I'm really just frustrated about this and I don't know how to make my scores better. I'm in the process for CSP and I heard you HAVE to score at least a 9 out of 10 on the interview...I need to improve before that interview...I have about a month I'm guessing. 


PLEASE HELP.


----------



## topcop14 (Jul 13, 2004)

kttref
Relax, First of all for the most part they want you to be truthful in your interview. Don't get caught up in wondering what they want you to say. I have applied for two municipal police jobs and one campus police job and I was hired at all three. None of these departments gave me a score as you are talking about. The last interview I had was conducted by the Chief, Lt. Sgt, and the town dick head. OOPS I mean Town administrator. They asked all the stupid questions. My personal favorite is what would you do if your coworkers were sleeping. 

PM me if you want some more pointers. As some of my answers are TOP secret :lol:


----------



## TripleSeven (Aug 28, 2004)

I'm not a sworn officer but I have been through a few interviews recently and have passed all of them. I think what they are looking for are consistent answers. All of my interviews, they tried very hard to persuade me to change my answers and make me feel like i gave the wrong answer, but I always stick to the answer and be consistent. Some departments want to hear that you will give a fellow officer a break, but in all my interviews, I have basically said i would treat an off duty officer as any other citizen (even though that may not be the case). If you give someone a break, and then say you will bust them under different circumstances, this is inconsistent and they don't like it. 

I don't know if the questions you mentioned were actual ones from your interviews, but on the one about the black men yelling at you about profiling, I would say to the interviewers that I would politley tell them that they matched the description of suspects I was looking for, and if they continued to get upset, i would give them my badge number and be on my way. 

Also, If you haven't already, maybe look into buying a book on oral boards, or even the Barrons Police Exam book has a good section or interviews. Good luck!


----------



## kttref (Oct 5, 2004)

Thanks everyone for your responses. I'm just paranoid that because I've been in white collar America for awhile now that anything I say they're gonna be like "nope you're wrong, NEXT"...

I think I'm just frustrated that it's not as easy as I thought it would be. I think up answers in my head, then I say them then I almost regret it. 

Those were real questions by the way. And the interviewers have NEVER responded to anything I say. They mark something down and go on. I'm just not to happy with the way I handled these interviews. 

Thanks again.


----------



## phuzz01 (May 1, 2002)

Oral boards are looking for two things, and they are the same two things that any court is going to look for when you are on the stand: honesty and ability to articulate why you answered the way you did.
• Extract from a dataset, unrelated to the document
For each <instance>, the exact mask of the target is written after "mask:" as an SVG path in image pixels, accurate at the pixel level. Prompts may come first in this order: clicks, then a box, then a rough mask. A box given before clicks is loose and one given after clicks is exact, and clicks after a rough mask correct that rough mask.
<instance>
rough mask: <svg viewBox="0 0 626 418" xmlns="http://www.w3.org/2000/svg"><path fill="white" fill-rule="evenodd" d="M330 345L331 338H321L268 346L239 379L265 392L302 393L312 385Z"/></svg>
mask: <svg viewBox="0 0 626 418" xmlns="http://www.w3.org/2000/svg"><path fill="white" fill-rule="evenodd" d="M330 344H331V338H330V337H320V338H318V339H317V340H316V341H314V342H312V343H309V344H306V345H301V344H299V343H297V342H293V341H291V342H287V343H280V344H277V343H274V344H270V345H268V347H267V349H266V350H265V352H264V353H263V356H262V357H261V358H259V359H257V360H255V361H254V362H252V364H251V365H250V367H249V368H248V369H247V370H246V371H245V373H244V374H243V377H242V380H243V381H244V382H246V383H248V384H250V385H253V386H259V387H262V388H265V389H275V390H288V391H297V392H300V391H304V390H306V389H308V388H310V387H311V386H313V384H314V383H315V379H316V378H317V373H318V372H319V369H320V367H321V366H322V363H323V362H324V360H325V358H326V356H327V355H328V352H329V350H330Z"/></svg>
Many of the questions are purposely designed to have multiple right answers, or even no right answers. :shock: What they want to see is that you give the questions some serious thought, that you come to a firm decision, and that you carefully articulate why you came up with the answer that you did. Also, they want to see that you don't just suck up and give them the answer you think they want to hear. Good luck!


----------



## reno911_2004 (May 13, 2004)

The best (and most simple) advice I ever got for those fun times, was be yourself, and be HONEST. If they ask if you'd ticket your best friend for 40 in a 30 at 3am, tell the truth. (I hope that would be a NO!) Don't complicate it with "Well, depends on the circumstances, etc." They are looking for your honest answer. I know that in one hiring pool I was once in, every person said they'd write their own mother a ticket. Obviously all BSing. Good luck with CSP! Great department.


----------



## kttref (Oct 5, 2004)

Thanks for the responses.

So if there are multiple answers it's better to give a straight answer as opposed to "Well if this was the situation I would do this...but if this was the situation I would do this"?


----------



## reno911_2004 (May 13, 2004)

In my experience, they usually lay out the circumstance fairly specifically. So I think the most honest, direct response is best. Once you start with the"well, if this were the case", it kinda sounds like you're trying to create the answer to satisfy every possible "right" answer. That's my opinion, anyway.


----------



## kttref (Oct 5, 2004)

reno911_2004 @ Wed Nov 17 said:


> In my experience, they usually lay out the circumstance fairly specifically. So I think the most honest, direct response is best. Once you start with the"well, if this were the case", it kinda sounds like you're trying to create the answer to satisfy every possible "right" answer. That's my opinion, anyway.


That has been my biggest problem, the questions are so open-ended I don't know where to start. Thanks for the help though


----------